CREATE PRIMARY INDEX `travel-sample-primary-index` ON `travel-sample` USING GSI WITH {"defer_build":true}; SELECT * FROM system:indexes WHERE name="travel-sample-primary-index";
With the defer_build
option enabled, the output from system:indexes
shows the travel-sample-primary-index
in the pending state ("state": "pending"
).
BUILD INDEX
can be used to kick off the deferred build on the primary index:
BUILD INDEX ON `travel-sample`(`travel-sample-primary-index`) USING GSI; SELECT * FROM system:indexes WHERE name="travel-sample-primary-index";
Primary scan timeout
For a primary index scan on any keyspace size, the query engine guarantees that the client is not exposed to scan timeout if the indexer throws a scan timeout after it has returned a greater than zero sized subset of primary keys. To complete the scan, the query engine performs successive scans of the primary index until all the primary keys have been returned. It is possible that the indexer throws scan timeout without returning any primary keys, and in this event the query engine returns scan timeout to the client.

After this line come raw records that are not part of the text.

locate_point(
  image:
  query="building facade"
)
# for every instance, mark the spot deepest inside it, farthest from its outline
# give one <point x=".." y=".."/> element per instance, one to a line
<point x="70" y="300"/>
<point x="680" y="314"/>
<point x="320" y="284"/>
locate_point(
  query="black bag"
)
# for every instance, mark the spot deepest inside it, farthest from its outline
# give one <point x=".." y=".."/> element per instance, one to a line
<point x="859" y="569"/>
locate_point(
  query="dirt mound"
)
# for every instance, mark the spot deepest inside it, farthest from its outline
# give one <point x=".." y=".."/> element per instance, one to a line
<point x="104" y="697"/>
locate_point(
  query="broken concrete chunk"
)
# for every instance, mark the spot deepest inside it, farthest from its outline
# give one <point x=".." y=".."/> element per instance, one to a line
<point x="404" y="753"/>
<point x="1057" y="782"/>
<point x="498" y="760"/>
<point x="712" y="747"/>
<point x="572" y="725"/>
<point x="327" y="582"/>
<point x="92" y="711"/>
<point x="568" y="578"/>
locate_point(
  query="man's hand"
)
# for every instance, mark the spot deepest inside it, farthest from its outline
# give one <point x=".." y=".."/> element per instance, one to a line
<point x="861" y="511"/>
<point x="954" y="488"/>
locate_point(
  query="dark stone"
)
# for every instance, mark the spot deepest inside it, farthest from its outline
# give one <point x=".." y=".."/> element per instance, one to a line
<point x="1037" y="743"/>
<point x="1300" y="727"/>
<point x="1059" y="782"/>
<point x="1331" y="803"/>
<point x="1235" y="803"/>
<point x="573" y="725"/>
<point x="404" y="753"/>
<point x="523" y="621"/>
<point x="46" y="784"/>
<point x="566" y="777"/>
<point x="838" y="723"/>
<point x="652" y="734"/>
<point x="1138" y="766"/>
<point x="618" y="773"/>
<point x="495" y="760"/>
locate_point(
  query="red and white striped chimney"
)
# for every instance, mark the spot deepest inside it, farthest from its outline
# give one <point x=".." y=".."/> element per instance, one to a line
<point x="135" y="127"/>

For example, if the indexer cannot find a snapshot that satisfies the consistency guarantee of the query within the timeout limit, it will timeout without returning any primary keys.
For secondary index scans, the query engine does not handle scan timeout, and returns index scan timeout error to the client. You can handle scan timeout on a secondary index by increasing the indexer timeout setting (See manage:manage-settings/query-settings.adoc) or preferably by defining and using a more selective index.